The _one incident result_ is nonsense. MANY people have died in Teslas and Tesla is bigger than ever with 40% less accidents on autopilot than off. Let's use facts. Lowering the 1,200,000 yearly human driven deaths, even by 40% which isn't even self driving, will always play well.



JesusisLord777 said:


> Our maybe we will all be taking flying Ubers in thirty years. Should be interesting.


It will be. Airbus is claiming they will offer a self flying prototype this year.



Jermin8r89 said:


> If self driveing cars run the world then maze well say atleast 70% of careers and work is gone. They wont make money for long


You neglect the cost of living portion of the equation and exaggerate the loss of income. When human transportation costs are removed from the equation, we will be looking at a 40% - 60% lowering of cost of goods. This means everyone will need to work less to keep the the same standard of living. Part time will become the new full time.


----------



## Jermin8r89 (Mar 10, 2016)

RamzFanz said:


> You neglect the cost of living portion of the equation and exaggerate the loss of income. When human transportation costs are removed from the equation, we will be looking at a 40% - 60% lowering of cost of goods. This means everyone will need to work less to keep the the same standard of living. Part time will become the new full time


So y does it seem they keep adding prices to things the more technoligy comes out? 1 example:

On Wednesday, February 1 the House Ways and Means committee will hold a public hearing on a bill to create a road usage fee.

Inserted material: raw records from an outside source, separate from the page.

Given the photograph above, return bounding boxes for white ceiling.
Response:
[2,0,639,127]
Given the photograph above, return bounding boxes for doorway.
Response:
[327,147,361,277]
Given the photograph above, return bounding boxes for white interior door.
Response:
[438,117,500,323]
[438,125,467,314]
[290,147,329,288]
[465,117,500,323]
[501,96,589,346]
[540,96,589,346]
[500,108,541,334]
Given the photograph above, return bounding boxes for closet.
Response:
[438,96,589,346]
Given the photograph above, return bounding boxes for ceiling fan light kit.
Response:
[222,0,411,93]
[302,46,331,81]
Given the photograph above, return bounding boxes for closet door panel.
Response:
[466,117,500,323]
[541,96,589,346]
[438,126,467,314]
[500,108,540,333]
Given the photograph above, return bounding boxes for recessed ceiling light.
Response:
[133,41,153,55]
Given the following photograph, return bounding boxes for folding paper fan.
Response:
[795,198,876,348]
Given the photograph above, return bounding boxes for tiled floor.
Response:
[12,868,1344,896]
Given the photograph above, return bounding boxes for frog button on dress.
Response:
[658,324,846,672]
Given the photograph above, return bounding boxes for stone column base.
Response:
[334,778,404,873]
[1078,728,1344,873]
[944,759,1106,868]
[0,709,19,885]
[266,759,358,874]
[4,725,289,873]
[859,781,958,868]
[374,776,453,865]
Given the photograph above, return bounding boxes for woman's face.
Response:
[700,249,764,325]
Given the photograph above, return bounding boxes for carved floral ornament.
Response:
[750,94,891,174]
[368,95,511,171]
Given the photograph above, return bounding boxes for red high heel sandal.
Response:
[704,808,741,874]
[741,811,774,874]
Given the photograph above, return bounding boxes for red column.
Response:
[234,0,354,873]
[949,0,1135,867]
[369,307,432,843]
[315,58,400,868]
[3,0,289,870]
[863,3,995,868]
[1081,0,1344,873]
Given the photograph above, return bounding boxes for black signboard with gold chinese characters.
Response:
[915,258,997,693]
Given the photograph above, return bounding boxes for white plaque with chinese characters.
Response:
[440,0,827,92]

The bill, HB 621, would add a fee to annual car registration, based on the miles per gallon of the vehicle, ranging from $0 to $77.08. Cars that do not use any fuel would pay $123.33.

A road usage fee is intended to make up for lower gas tax revenue from hybrid and alternative fuel vehicles. Those vehicles are responsible for just as much wear and tear on roads, and arguably are not paying their fair share for road maintenance.

The Department of Transportation estimates the fee would raise about $11 million per year for construction and repair of state roads and bridges.

Opponents of HB 621 argue that unless the state also lowers the gas tax, the road usage fee is a burdensome tax on residents.

Other opponents argue that alternative fuel and hybrid vehicles provide other benefits to the state, such as cleaner air, and therefore an additional fee is unfair.


----------



## RamzFanz (Jan 31, 2015)

Jermin8r89 said:


> So y does it seem they keep adding prices to things the more technoligy comes out? 1 example:
> 
> On Wednesday, February 1 the House Ways and Means committee will hold a public hearing on a bill to create a road usage fee.
> 
> ...


That's taxes. The government is going to get theirs.

Cost of goods are going to plummet from a bit after the introduction of self driving through saturation. That also means services will cost less because the equipment, materials, almost everything will cost less.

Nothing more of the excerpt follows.